- Outfielder / Shortstop / First baseman / Player-manager
- Born: January 2, 1914 South Bend, Indiana, U.S.
- Died: March 1, 1978 (aged 64) Chicago, Illinois, U.S.
- Batted: BothThrew: Right

Negro leagues debut
- 1937, for the Indianapolis Athletics

Last Negro leagues appearance
- 1951, for the Chicago American Giants

Negro leagues statistics
- Batting average: .323
- Hits: 252
- Home runs: 22
- Runs batted in: 167
- Stolen bases: 28
- Stats at Baseball Reference

Teams
- Baseball Chicago American Giants (1936-1937); Indianapolis Athletics (1937); Kansas City Monarchs (1937, 1938–39, 1941–42, 1946–47); Indianapolis ABCs (1938); Indianapolis Clowns (1948); Basketball Harlem Globetrotters (1935–42, 1946–49); Chicago Studebaker Flyers (1942–43);

Career highlights and awards
- Negro World Series champion (1942); 7× All-Star (1937, 1938, 1939 (1), 1939², 1941, 1942 (1), 1942²); 5× Negro American League pennant (1937, 1939, 1941, 1942, 1946); 2× Negro American League batting champion (1942, 1946); Triple Crown (1942);

= Ted Strong =

American baseball player (1914–1978)

Theodore Reginald Strong, Jr. (January 2, 1914 – March 1, 1978), was an American professional baseball outfielder, shortstop, first baseman, and player-manager who played from 1936 to 1942 and again from 1946 to 1951 for the Chicago American Giants, Indianapolis Athletics, Kansas City Monarchs, Indianapolis ABCs, and Indianapolis Clowns.

==Playing career==
===Baseball===
Strong started his professional baseball career in 1937. He played 26 games that year, primarily for the Indianapolis Athletics, although he was later shifted to the Kansas City Monarchs and Chicago American Giants. He batted .320 while being named to his first East-West All-Star Game. He contributed to the Monarchs winning the NAL pennant that year. In the Championship Series held against the Chicago American Giants, he batted .400 in four games while driving in three runs as the Monarchs won the pennant. In 1938, he made another All-Star team while batting .389 in twenty games spent mostly in Indianapolis. After he was traded to Kansas City late in the year, he stayed with the team for nearly the rest of his career. In 1939, he played 46 games while batting .314 and leading the Negro American League in walks (22) and runs batted in (fourteen); he was named to both East-West games that year. He batted .263 in the Championship Series against the St. Louis Stars in 1939. He took a year off before returning in 1941. That year, he had a slashline of .327/.468/.602 (with the latter two leading the league) while playing in thirty games; he led the league in walks (26) and home runs (six) while receiving an East-West selection. In 1942, he led the Negro American League in batting average (.364), home runs (six), and runs batted in (32) to achieve the batting Triple Crown, an achievement only done by six other players in Negro league history. He and Lennie Pearson both achieved the mark in 1942 and thus were the last players to do so in league history. He also led the league in hits (48) and runs (31). In the 1942 Negro World Series that year, he played in four games and batted .333 while hitting a home run and driving in four runs to help beat the Homestead Grays.

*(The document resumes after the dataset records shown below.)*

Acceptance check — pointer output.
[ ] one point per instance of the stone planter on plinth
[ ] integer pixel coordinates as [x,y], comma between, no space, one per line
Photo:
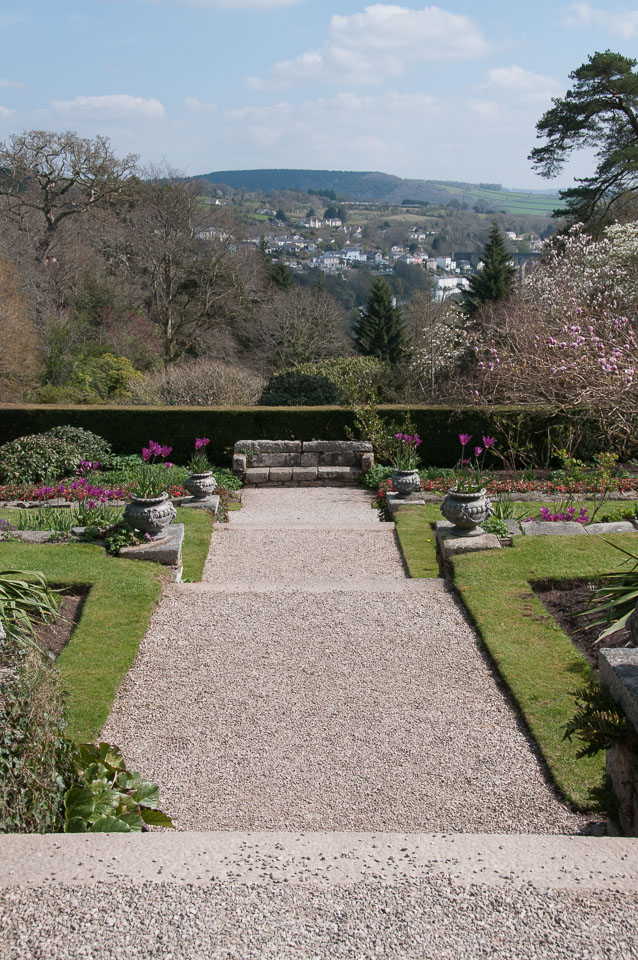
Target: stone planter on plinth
[467,511]
[405,482]
[150,514]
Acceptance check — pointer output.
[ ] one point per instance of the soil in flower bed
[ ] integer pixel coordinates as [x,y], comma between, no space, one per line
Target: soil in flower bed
[53,637]
[563,600]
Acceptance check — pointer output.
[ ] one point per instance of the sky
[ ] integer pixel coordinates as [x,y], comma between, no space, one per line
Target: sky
[441,92]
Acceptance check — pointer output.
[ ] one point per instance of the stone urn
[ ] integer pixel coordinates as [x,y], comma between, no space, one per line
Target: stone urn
[201,485]
[150,514]
[405,482]
[467,511]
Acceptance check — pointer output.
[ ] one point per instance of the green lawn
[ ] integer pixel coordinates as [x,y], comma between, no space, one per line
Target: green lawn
[537,661]
[122,595]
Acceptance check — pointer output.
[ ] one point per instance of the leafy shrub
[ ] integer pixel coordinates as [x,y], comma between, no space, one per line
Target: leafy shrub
[293,389]
[37,458]
[356,379]
[32,748]
[48,783]
[106,797]
[598,723]
[202,383]
[89,445]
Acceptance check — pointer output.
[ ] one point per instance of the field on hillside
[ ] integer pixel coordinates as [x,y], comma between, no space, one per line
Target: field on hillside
[512,201]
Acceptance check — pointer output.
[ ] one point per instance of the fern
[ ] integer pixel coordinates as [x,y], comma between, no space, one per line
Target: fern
[598,722]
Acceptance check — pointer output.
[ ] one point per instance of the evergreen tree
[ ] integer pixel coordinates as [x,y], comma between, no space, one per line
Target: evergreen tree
[495,280]
[380,331]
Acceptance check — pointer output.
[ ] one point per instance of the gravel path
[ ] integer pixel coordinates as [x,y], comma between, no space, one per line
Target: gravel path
[429,918]
[275,699]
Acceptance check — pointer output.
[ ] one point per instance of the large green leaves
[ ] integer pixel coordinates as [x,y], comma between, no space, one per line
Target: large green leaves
[109,798]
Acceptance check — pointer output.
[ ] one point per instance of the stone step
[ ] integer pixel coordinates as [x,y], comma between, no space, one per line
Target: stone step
[368,585]
[548,862]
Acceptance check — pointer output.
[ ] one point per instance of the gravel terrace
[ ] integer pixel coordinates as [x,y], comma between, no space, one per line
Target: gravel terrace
[308,684]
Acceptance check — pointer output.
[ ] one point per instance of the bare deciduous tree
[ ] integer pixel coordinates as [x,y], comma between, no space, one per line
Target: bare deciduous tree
[48,177]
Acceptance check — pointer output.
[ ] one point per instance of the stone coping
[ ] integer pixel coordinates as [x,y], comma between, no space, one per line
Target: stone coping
[619,672]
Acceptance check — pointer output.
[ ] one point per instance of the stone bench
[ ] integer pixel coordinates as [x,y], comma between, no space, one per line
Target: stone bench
[294,463]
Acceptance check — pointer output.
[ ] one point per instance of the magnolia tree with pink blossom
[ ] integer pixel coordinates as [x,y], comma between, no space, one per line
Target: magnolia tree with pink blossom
[568,337]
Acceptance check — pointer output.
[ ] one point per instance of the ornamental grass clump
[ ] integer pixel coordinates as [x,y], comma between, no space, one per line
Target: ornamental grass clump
[150,480]
[198,463]
[469,473]
[404,454]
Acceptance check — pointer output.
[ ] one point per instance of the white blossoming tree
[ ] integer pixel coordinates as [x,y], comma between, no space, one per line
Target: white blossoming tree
[569,336]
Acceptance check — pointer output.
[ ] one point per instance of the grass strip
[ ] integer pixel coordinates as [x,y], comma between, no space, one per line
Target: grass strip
[115,615]
[535,658]
[417,538]
[198,526]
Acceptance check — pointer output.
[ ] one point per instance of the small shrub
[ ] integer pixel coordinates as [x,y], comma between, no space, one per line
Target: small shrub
[89,445]
[37,458]
[293,389]
[497,526]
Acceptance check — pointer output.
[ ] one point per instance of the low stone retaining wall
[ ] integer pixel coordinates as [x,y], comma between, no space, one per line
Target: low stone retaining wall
[619,673]
[296,463]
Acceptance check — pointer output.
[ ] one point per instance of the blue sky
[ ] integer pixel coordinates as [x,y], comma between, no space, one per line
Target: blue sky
[447,92]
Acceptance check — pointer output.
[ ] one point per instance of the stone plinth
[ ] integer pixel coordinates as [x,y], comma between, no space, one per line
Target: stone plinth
[453,541]
[207,503]
[166,550]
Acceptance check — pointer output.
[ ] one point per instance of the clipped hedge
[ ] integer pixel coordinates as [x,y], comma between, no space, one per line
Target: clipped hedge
[127,429]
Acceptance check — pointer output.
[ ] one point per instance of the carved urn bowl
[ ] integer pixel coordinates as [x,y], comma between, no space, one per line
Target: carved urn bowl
[467,511]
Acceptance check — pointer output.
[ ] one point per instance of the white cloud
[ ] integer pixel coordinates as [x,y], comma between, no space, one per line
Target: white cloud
[199,106]
[119,105]
[524,83]
[485,109]
[347,131]
[382,41]
[624,22]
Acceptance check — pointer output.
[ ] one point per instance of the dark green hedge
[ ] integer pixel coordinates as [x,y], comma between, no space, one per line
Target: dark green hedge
[130,428]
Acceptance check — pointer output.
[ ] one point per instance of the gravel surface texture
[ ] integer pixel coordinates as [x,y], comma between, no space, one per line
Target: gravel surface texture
[343,709]
[332,505]
[430,918]
[298,555]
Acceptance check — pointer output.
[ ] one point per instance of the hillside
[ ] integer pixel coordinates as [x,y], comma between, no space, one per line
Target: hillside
[386,188]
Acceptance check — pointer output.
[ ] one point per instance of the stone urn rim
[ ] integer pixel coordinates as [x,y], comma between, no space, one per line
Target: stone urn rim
[158,498]
[467,493]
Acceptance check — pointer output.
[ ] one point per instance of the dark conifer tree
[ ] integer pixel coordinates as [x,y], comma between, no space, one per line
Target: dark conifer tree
[380,331]
[495,280]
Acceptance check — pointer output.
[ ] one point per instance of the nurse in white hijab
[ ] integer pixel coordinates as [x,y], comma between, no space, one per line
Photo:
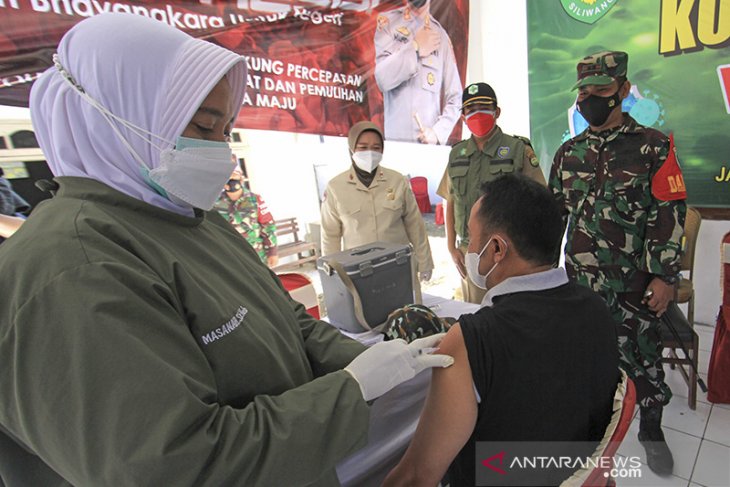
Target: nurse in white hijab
[142,341]
[114,105]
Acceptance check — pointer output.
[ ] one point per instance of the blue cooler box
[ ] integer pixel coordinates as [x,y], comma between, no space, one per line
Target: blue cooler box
[381,274]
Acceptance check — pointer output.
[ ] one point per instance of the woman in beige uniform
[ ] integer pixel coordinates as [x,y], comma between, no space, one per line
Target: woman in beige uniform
[369,203]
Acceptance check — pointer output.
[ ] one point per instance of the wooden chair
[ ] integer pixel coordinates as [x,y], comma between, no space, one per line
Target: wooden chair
[288,229]
[624,401]
[685,292]
[688,338]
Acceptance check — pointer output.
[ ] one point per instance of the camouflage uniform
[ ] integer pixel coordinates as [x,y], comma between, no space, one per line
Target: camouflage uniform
[414,321]
[620,236]
[251,218]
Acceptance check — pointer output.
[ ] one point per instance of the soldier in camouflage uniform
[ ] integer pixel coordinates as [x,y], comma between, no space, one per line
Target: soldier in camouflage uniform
[623,195]
[248,213]
[486,155]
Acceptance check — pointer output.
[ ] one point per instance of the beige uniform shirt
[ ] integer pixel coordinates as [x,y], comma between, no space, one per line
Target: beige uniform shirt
[354,215]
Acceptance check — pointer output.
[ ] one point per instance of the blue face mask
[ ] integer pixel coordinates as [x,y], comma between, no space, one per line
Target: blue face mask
[190,143]
[193,173]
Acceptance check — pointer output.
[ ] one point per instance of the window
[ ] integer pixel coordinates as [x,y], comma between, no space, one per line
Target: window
[23,139]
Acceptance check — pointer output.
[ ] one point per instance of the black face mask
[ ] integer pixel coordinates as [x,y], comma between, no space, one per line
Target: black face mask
[596,109]
[233,185]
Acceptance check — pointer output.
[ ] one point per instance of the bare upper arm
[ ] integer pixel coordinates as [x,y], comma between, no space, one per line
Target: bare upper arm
[447,420]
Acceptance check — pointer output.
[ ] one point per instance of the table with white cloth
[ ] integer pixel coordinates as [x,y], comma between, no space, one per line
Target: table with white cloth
[393,416]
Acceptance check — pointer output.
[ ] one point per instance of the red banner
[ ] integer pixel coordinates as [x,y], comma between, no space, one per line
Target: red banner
[312,63]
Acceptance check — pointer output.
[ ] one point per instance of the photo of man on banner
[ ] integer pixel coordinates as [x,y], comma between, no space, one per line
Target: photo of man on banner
[416,70]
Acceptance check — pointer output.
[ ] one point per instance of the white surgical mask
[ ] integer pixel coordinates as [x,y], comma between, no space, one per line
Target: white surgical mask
[194,172]
[367,160]
[471,261]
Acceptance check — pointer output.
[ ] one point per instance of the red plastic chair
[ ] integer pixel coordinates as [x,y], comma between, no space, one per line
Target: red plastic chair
[419,185]
[302,290]
[621,418]
[439,218]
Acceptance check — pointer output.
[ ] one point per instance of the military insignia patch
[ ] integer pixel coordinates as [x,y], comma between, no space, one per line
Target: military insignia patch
[668,182]
[382,21]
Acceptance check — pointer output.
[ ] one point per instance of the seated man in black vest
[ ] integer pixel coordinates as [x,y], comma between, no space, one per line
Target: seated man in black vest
[537,363]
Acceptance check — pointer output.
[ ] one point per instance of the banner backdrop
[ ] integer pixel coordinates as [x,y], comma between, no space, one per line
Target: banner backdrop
[312,65]
[679,59]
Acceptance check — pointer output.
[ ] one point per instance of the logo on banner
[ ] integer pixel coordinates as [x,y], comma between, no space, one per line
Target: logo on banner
[724,73]
[587,11]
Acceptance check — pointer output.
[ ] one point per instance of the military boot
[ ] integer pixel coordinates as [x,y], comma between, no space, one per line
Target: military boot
[658,456]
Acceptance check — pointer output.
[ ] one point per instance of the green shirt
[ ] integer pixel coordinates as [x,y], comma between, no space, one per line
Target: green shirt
[143,347]
[470,167]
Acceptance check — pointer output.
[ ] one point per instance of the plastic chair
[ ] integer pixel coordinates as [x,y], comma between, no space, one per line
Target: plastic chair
[302,290]
[624,402]
[419,185]
[439,218]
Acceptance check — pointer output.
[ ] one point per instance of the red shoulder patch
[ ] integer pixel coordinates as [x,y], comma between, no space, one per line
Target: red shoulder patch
[668,182]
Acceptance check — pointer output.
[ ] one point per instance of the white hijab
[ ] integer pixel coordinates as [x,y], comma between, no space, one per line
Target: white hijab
[140,70]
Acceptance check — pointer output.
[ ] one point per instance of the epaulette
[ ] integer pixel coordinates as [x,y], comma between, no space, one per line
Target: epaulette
[525,140]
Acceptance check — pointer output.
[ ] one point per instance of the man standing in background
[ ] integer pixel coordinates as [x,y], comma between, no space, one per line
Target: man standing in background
[416,71]
[623,197]
[486,155]
[248,213]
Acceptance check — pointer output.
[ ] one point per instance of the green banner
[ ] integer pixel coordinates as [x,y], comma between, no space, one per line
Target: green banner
[679,66]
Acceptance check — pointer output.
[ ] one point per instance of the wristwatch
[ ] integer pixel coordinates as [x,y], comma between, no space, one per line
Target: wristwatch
[671,280]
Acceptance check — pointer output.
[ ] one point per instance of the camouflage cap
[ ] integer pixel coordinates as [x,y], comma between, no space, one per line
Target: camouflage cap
[601,68]
[414,321]
[478,93]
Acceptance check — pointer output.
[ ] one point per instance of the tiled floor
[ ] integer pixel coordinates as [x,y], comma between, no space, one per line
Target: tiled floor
[699,439]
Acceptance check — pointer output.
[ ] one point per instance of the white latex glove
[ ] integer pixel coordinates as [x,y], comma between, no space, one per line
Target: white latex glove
[428,136]
[387,364]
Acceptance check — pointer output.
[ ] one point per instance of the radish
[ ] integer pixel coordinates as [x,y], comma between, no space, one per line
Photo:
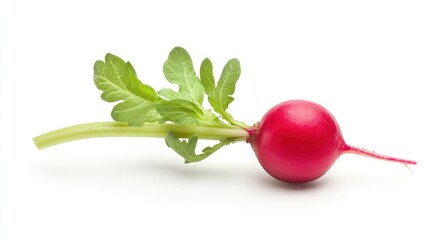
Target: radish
[296,141]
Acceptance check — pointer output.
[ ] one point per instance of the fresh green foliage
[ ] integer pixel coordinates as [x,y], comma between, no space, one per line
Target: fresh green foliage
[220,95]
[141,104]
[179,69]
[118,81]
[186,149]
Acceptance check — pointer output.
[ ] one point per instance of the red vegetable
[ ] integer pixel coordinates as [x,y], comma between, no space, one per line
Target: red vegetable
[298,141]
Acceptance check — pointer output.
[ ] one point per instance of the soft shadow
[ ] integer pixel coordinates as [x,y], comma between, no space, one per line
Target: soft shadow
[316,184]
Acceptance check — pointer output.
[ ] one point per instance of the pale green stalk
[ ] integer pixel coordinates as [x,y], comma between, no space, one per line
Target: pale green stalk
[118,129]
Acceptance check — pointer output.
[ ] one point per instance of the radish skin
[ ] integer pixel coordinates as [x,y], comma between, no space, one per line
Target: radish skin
[298,141]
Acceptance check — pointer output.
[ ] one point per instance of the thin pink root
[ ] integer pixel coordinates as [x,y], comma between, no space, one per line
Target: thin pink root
[364,152]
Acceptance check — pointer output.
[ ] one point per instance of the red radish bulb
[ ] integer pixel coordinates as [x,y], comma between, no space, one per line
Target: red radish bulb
[298,141]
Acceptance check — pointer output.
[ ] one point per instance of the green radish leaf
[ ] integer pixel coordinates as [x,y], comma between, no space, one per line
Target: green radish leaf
[119,82]
[207,78]
[222,94]
[179,69]
[169,93]
[186,149]
[180,111]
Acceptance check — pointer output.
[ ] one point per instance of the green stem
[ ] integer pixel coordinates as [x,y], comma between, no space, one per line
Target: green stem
[118,129]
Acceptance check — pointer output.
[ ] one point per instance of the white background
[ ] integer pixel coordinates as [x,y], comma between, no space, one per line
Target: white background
[366,61]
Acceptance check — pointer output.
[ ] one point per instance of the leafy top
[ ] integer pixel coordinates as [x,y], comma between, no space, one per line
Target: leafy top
[139,103]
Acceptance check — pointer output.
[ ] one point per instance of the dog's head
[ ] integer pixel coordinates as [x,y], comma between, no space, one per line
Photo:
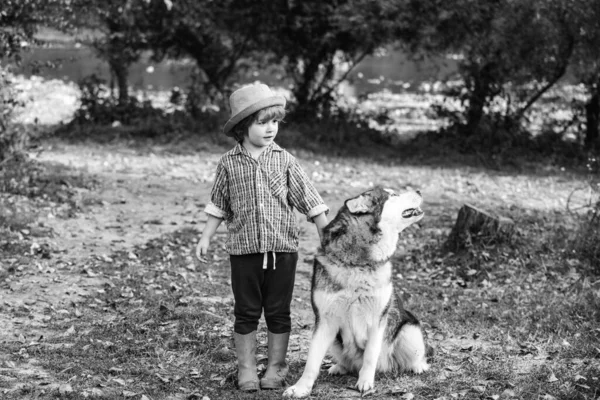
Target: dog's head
[389,209]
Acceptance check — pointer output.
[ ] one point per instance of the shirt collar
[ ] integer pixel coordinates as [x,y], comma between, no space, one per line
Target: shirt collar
[239,149]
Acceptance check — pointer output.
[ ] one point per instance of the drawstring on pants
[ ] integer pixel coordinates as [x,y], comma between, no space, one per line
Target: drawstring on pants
[266,259]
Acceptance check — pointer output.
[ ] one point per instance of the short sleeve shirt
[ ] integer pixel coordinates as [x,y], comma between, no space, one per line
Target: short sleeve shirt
[257,197]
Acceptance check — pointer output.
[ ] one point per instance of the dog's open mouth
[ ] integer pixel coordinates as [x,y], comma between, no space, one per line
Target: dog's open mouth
[412,212]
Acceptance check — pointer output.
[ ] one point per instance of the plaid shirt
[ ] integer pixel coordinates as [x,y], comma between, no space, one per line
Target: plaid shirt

Strong's career was interrupted while he served in World War II from 1943 to 1945, as a Seabee in the Marshall Islands. He was honorably discharged in January 1946. In 1946, he returned to play 34 games with the Monarchs. He batted a league-leading .364 while leading the league in runs (30), and home runs (three). In the 1946 Negro World Series against the Newark Eagles, he batted .133 in four games with two RBI in the series loss. 1947 was his last year with the Monarchs. He played in 37 games and batted .210. He closed his major league career with the Indianapolis Clowns in 1948, batted .389 in twelve games.

===Basketball===
Strong also played basketball for the original Harlem Globetrotters from 1935 to 1942 and from 1946 to 1949, during the baseball off-season. In 1942, he also briefly played for the Chicago Studebaker Flyers of the National Basketball League, along with other Globetrotters, as one of the first black players in the league.